Russell Vallance says
I found Nick Raynsford really helpful when it came to getting EU funds for the redevelopment of Woolwich Arsenal, but his attitude on the equestrian Olympics is, well, a load of horseshit. It is as if he has been replaced by an evil twin.
Tom says
“What relevance is your comment here?”
Plenty, since by attacking him Gilligan is yet again demonstrating his inherent inconsistency – clue: having Gilligan on your side is a flag to the rest of London that you don’t have a case, generally, since he generally picks lost and pointless causes.
andrew gilligan says
Lost causes like the defeat of Ken Livingstone, Tom?
Will says
Nick Raynsford was also one of the few South London Labour MPs who had guts to vote against LHR expansion. Unfortunately, many others didn’t and millions of Londoners will suffer when the expansion eventually goes ahead.
But I agree that Raynsford has lost his marbles with the Olympics and I’m very disappointd that he has resorted to dirty tactics. This makes me question if he is really trying to do the best for his constituents or if he just wants to shine in the front row of the giant stadium (alongside council leaders) in 2012 and chooses to ignore the pain that his moments of glory will cause to ordinary people for years.
P Hill says
I am a great fan of the Equestrain Olympics coming to Greenwich Village, World Heritage site.
Indigo says
@P Hill (Greenwich Holiday Lets), you might want to read what the experts – the European Tour Operators Association, no less – say about the alleged benefits to tourism of hosting an Olympic Games:
“there appears to be little evidence of any benefit to tourism of hosting an Olympic Games, and considerable evidence of damage.”
See the three reports downloadable here
Indigo says
More on this myth.
Christopher Rodrigues, chairman of VisitBritain, admitted in an interview in India’s Economic Times (July 2009) that 2012 Olympics would drive tourists away from London. He said,
“The major impact of the Olympics on tourism in the UK is going to be on other places, because many people tend to avoid the city because of all the Games hype”

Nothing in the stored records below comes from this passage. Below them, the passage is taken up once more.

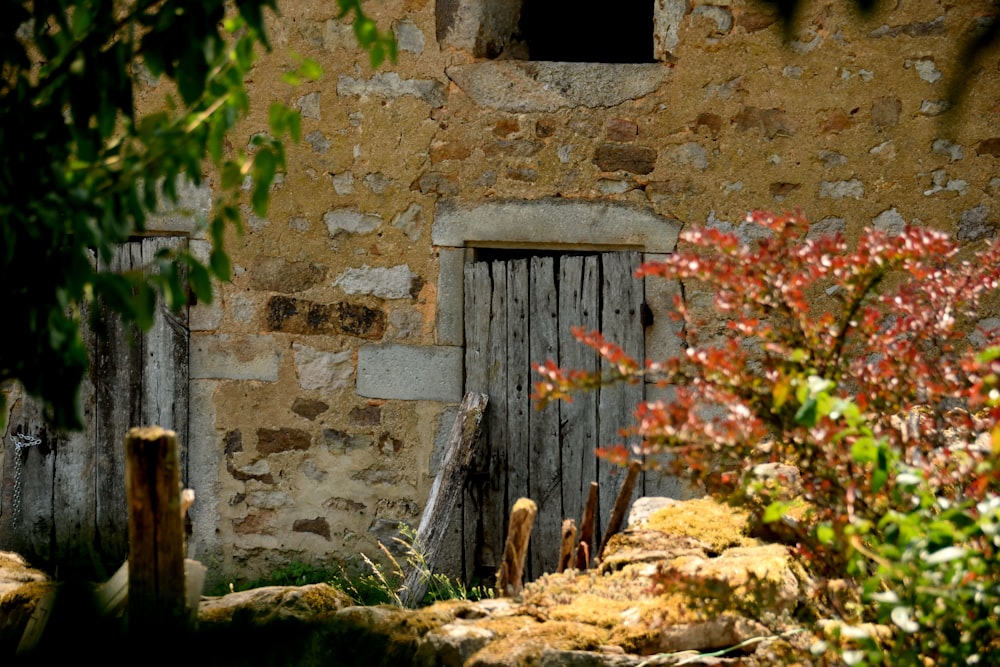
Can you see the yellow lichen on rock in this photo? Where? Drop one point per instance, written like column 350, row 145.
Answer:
column 717, row 525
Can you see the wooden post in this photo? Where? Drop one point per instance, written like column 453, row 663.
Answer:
column 156, row 593
column 621, row 505
column 509, row 578
column 568, row 542
column 445, row 494
column 587, row 530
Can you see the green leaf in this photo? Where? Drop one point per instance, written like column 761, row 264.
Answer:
column 806, row 414
column 864, row 450
column 295, row 126
column 775, row 511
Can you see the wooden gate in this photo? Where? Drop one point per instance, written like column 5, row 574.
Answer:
column 520, row 311
column 62, row 498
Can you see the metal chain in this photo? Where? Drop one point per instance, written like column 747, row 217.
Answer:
column 21, row 442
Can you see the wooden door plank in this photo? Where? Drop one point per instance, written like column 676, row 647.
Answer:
column 579, row 298
column 493, row 530
column 478, row 295
column 543, row 425
column 164, row 400
column 518, row 381
column 621, row 302
column 74, row 496
column 117, row 358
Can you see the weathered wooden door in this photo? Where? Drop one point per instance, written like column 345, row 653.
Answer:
column 62, row 499
column 520, row 311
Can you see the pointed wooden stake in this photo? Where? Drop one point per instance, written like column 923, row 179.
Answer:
column 568, row 542
column 587, row 530
column 511, row 573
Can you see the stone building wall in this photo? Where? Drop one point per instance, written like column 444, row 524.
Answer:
column 325, row 376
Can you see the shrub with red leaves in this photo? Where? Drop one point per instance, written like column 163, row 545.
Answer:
column 851, row 362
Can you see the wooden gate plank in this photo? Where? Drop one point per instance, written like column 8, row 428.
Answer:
column 478, row 295
column 494, row 501
column 518, row 382
column 164, row 399
column 544, row 474
column 621, row 303
column 118, row 358
column 74, row 494
column 579, row 294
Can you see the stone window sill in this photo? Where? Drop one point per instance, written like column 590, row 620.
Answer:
column 521, row 86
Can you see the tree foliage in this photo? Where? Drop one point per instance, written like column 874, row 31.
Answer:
column 81, row 171
column 852, row 363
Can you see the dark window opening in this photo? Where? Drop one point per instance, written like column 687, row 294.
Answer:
column 588, row 30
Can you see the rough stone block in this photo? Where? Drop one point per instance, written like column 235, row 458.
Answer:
column 529, row 86
column 234, row 358
column 273, row 441
column 289, row 315
column 554, row 222
column 410, row 372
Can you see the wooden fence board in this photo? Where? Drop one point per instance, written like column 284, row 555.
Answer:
column 620, row 322
column 518, row 382
column 579, row 293
column 493, row 529
column 544, row 474
column 548, row 455
column 73, row 509
column 478, row 293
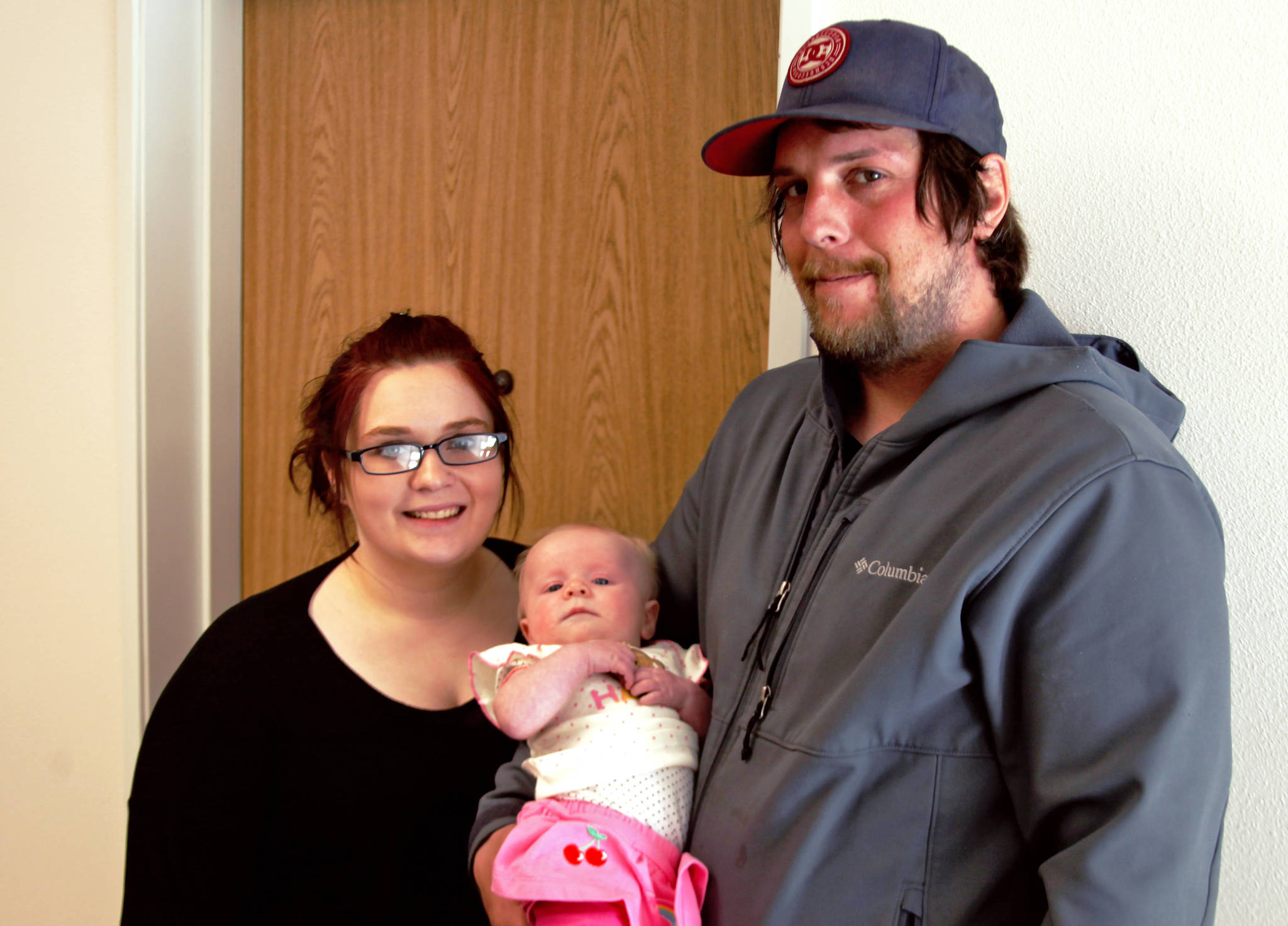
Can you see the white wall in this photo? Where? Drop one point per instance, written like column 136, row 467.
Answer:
column 1146, row 147
column 67, row 673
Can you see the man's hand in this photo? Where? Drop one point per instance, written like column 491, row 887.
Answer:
column 500, row 911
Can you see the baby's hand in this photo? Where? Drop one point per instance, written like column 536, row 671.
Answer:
column 667, row 690
column 606, row 656
column 660, row 686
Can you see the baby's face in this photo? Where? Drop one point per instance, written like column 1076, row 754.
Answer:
column 585, row 584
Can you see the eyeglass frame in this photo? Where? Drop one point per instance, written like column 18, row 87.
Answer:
column 356, row 456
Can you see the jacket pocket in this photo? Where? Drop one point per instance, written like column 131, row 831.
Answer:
column 909, row 907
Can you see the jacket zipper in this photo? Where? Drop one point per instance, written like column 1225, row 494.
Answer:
column 779, row 665
column 765, row 629
column 767, row 622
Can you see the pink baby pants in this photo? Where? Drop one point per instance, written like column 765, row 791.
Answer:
column 569, row 853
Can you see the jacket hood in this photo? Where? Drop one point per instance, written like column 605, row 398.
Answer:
column 1036, row 351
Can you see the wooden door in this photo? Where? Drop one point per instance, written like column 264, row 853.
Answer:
column 528, row 168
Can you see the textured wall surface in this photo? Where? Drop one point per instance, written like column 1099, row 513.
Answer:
column 62, row 562
column 1146, row 148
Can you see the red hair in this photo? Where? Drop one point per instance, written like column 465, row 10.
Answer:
column 401, row 340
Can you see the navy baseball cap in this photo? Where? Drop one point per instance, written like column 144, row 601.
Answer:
column 876, row 71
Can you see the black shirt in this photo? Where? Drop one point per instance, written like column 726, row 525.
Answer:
column 275, row 786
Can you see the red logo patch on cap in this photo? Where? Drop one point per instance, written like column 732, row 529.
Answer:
column 818, row 57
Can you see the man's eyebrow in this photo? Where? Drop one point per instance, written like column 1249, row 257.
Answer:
column 844, row 157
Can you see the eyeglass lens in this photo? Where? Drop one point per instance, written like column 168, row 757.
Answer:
column 458, row 451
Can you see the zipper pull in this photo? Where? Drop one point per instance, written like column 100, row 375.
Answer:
column 767, row 695
column 777, row 604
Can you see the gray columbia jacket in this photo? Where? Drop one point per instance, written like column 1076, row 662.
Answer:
column 978, row 674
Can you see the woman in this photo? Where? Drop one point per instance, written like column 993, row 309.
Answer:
column 318, row 755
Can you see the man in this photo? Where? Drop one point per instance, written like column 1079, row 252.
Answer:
column 962, row 599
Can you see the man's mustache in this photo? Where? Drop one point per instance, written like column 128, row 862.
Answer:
column 826, row 268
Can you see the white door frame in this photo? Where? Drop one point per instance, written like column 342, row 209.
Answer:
column 179, row 119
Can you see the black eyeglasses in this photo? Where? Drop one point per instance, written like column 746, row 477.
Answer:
column 459, row 450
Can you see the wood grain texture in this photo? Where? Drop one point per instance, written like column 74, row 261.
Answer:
column 531, row 170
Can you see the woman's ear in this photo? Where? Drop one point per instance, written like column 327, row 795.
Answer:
column 336, row 482
column 996, row 178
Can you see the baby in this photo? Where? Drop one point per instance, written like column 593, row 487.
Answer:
column 613, row 730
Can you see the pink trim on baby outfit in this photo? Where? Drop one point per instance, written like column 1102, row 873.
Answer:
column 576, row 852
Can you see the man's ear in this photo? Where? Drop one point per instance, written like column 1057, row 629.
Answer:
column 651, row 610
column 996, row 177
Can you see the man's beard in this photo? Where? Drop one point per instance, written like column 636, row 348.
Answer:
column 899, row 331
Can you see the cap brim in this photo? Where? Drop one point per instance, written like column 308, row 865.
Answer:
column 747, row 148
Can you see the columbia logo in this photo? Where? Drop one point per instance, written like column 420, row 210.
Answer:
column 904, row 573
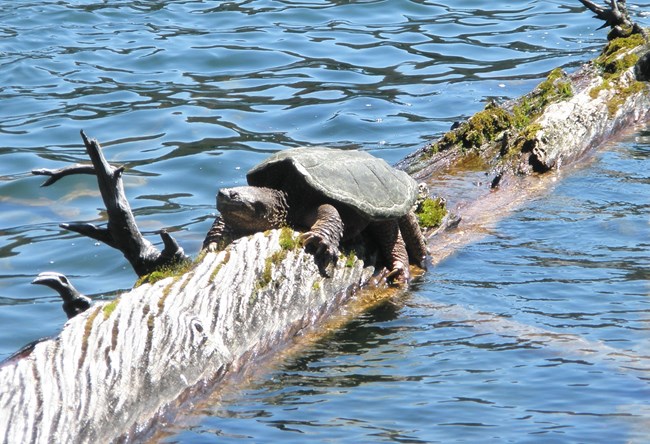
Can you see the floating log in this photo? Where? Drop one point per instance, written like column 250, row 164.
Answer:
column 119, row 366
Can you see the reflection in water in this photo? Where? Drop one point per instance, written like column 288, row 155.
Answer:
column 188, row 95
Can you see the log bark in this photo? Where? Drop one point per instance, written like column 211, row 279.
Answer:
column 117, row 367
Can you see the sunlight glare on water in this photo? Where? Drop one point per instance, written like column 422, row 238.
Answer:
column 535, row 333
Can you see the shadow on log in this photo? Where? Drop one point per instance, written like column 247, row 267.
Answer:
column 120, row 365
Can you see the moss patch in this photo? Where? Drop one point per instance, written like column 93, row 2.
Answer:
column 110, row 308
column 488, row 125
column 166, row 271
column 618, row 57
column 431, row 212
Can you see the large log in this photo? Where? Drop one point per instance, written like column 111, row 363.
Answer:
column 118, row 366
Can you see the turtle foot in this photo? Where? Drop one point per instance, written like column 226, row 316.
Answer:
column 399, row 275
column 325, row 252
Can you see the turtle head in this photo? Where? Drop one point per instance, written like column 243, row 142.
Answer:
column 252, row 209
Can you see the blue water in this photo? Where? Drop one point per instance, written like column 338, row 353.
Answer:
column 490, row 345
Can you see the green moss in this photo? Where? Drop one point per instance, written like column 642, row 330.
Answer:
column 615, row 60
column 110, row 308
column 618, row 56
column 431, row 212
column 267, row 273
column 487, row 125
column 166, row 271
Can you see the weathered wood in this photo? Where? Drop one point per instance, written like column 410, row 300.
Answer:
column 116, row 365
column 120, row 364
column 121, row 231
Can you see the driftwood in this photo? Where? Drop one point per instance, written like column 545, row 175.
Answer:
column 120, row 365
column 121, row 231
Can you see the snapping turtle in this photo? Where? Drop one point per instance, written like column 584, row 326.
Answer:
column 334, row 195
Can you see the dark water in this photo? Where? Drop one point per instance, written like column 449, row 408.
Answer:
column 536, row 333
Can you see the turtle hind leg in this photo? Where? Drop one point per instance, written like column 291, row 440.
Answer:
column 324, row 236
column 387, row 234
column 416, row 244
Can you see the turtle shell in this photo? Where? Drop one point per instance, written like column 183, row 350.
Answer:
column 355, row 178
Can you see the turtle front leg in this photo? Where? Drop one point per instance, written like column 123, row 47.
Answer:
column 416, row 245
column 324, row 236
column 393, row 248
column 219, row 235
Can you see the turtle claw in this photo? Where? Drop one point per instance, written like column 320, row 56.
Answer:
column 399, row 275
column 324, row 252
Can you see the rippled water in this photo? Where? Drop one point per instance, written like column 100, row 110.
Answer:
column 190, row 94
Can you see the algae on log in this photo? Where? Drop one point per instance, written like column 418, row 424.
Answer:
column 557, row 122
column 120, row 364
column 117, row 367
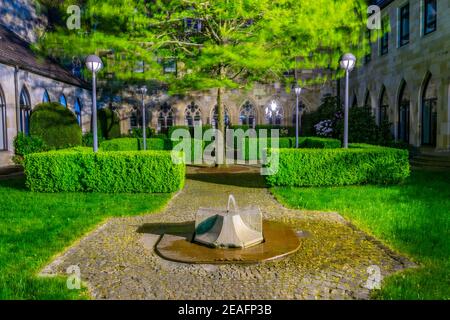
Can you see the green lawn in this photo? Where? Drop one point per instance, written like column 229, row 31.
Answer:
column 413, row 218
column 34, row 227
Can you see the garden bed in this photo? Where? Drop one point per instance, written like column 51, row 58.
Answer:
column 110, row 172
column 360, row 164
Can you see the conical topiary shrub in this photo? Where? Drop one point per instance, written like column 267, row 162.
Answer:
column 56, row 125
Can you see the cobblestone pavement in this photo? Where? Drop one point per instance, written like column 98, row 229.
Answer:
column 117, row 260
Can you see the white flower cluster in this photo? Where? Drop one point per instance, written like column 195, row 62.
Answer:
column 324, row 128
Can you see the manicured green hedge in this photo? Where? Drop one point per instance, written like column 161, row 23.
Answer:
column 317, row 143
column 285, row 143
column 361, row 164
column 108, row 123
column 135, row 144
column 110, row 172
column 56, row 125
column 285, row 131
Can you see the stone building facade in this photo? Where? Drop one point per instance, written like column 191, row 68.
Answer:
column 263, row 104
column 407, row 76
column 27, row 80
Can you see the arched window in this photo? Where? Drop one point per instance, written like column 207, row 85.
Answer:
column 355, row 101
column 25, row 111
column 45, row 97
column 193, row 115
column 166, row 116
column 247, row 115
column 301, row 109
column 215, row 117
column 63, row 100
column 78, row 109
column 384, row 106
column 3, row 137
column 274, row 113
column 403, row 114
column 134, row 119
column 429, row 113
column 367, row 102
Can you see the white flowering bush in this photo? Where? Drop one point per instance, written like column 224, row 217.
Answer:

See, too, the comment below that article,
“Tom Jenkins, executive director of the ETOA, argued that the tourism benefit of staging the Olympics was something of a myth, saying that the effect of staging a large sports event is to scare regular visitors away from host cities, not just during the events themselves but in the months leading up to them.
‘The principal problem is the impression that everything will be overcrowded and overpriced and this blights a region,’Mr Jenkins said.”
jezza says
I agree with Tom, Andrew is unable to be balanced in his reporting and therefore any campaign suffers from his support. If the market vote had been after the council election do you think you would have had the same result? probably not, so the issue is has the campaign ‘saved’ the market or merely delayed the regeneration.
Michael Goldman says
The ninth paragraph of Andrew’s article makes a distinction between public opinion polling and market research: the techniques are in fact the same. Nevertheless the survey, though carried out by Nielsen – a well known research company – was clearly biassed. Before making a formal complaint to the Market Research Society I asked LOCOG for a copy of the actual questionnaire so as to have the full picture but the Community Consultation Manager has told me “that it is not LOCOG policy to release research questionnaires to 3rd parties”. What do they have to hide?
So the complaint will be made on the basis of the summary which appears in Appendix 18 of section 3.27 of the Planning Application.